Centaurs, which orbit between Jupiter and Neptune, resemble both asteroids and comets. This artist's concept shows a Centaur creature together with asteroids on the left and comets on the right. Credit: NASA/JPL-Caltech
Tucson, Ariz. -- Observations from NASA's Wide-Field Infrared Survey Explorer (WISE) suggest that most Centaurs – small celestial bodies orbiting between Jupiter and Neptune – are comets rather than asteroids.
Centaurs, named after the mythical human-horse creatures because of their dual comet-asteroid nature, are comets traveling in towards the Sun rather than asteroids flung out from the inner solar system, according to a new paper "Centaurs and Scattered Disk Objects in the Thermal Infrared: Analysis of WISE/NEOWISE Observations" appearing in the Astrophysical Journal.
NEOWISE can tell whether the Centaurs are matte and dark like charcoal, or shiny, reflecting more light as is the case with our Moon. A better understanding of Centaurs was gained by combining this information with what is already known about their colors, said Tommy Grav, a Research Scientist at the Planetary Science Institute and co-author on the paper. Roughly two-thirds of Centaurs are likely comets hailing from the frigid outer reaches of the Solar System, the paper states. The origin of the remaining Centaurs is still unknown.
"Just like the mythical creatures, the Centaur objects seem to have a double life," said James Bauer of NASA's Jet Propulsion Laboratory, and the paper's lead author. "Our data point to a cometary origin for most of the objects, suggesting they are coming from deeper out in the solar system."
The findings come from the largest infrared survey to date of Centaurs and their more distant cousins, called scattered disk objects. NEOWISE, the asteroid-hunting component of the WISE mission, gathered infrared images of 52 of these objects, 15 of which are new discoveries. The objects orbit in an unstable belt where gravity from the giant plants will ultimately fling them out.

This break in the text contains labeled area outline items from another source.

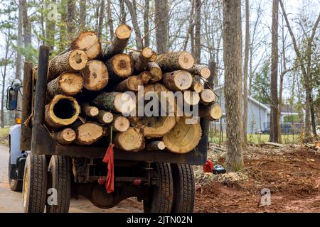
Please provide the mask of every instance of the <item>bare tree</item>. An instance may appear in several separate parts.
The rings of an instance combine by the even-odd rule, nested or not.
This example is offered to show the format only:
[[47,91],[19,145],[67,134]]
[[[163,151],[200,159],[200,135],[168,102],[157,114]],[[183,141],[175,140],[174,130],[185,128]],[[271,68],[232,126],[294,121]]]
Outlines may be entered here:
[[[288,20],[288,17],[286,13],[286,11],[284,9],[284,6],[283,4],[282,1],[280,0],[280,6],[282,9],[283,16],[284,17],[284,20],[286,21],[287,26],[289,30],[289,33],[290,33],[290,36],[292,39],[292,43],[294,45],[294,51],[296,52],[297,57],[298,58],[298,61],[299,62],[300,67],[302,69],[302,74],[304,78],[304,87],[306,89],[306,101],[305,101],[305,127],[304,127],[304,136],[306,141],[308,141],[311,138],[311,133],[310,133],[310,128],[311,128],[311,123],[310,123],[310,117],[311,116],[311,118],[313,118],[313,121],[315,121],[315,117],[314,116],[312,117],[311,114],[314,114],[314,111],[311,111],[312,109],[312,96],[311,96],[311,46],[314,40],[314,37],[316,35],[316,29],[318,28],[318,26],[320,23],[320,13],[318,16],[317,19],[316,20],[316,22],[314,23],[313,27],[312,27],[312,32],[310,37],[308,38],[307,41],[307,48],[306,48],[306,69],[305,67],[305,62],[304,61],[304,57],[302,56],[300,50],[299,49],[298,44],[297,43],[297,39],[294,36],[294,34],[292,31],[292,29],[291,28],[290,23]],[[316,135],[316,130],[315,128],[315,123],[314,127],[313,126],[313,131],[315,135]]]
[[223,59],[227,118],[227,169],[244,167],[241,145],[241,0],[223,0]]
[[272,26],[272,50],[271,50],[271,114],[270,140],[279,143],[279,102],[278,102],[278,28],[279,28],[279,0],[273,0]]
[[250,9],[249,0],[245,0],[245,65],[243,71],[243,143],[247,143],[247,74],[249,62],[249,48],[250,45]]
[[156,51],[163,53],[168,51],[168,0],[155,0],[155,3]]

"Comets have a dark soot-like coating on their icy surfaces, making them darker than most asteroids," Grav said. "Comet surfaces tend to be more like charcoal, while asteroids are usually shinier like a sidewalk. The results add to earlier results from the NEOWISE projects showing that all observed populations of small bodies outside the Main Asteroid Belt are dominated by objects with dark surfaces."
"That means the small body populations found beyond the Main Asteroid Belt, like the Hildas, Jupiter Trojans and Centaurs, were either formed where they currently are, or they were inbound objects coming from the far reaches of the Solar System that settled into their current orbits," he said. "This all helps us understand how the Giant Planets were formed and evolved in the earliest times of the Solar System."
Grav was funded under a subcontract to the Planetary Science Institute from the Jet Propulsion Laboratory/California Institute of Technology, which manages NEOWISE.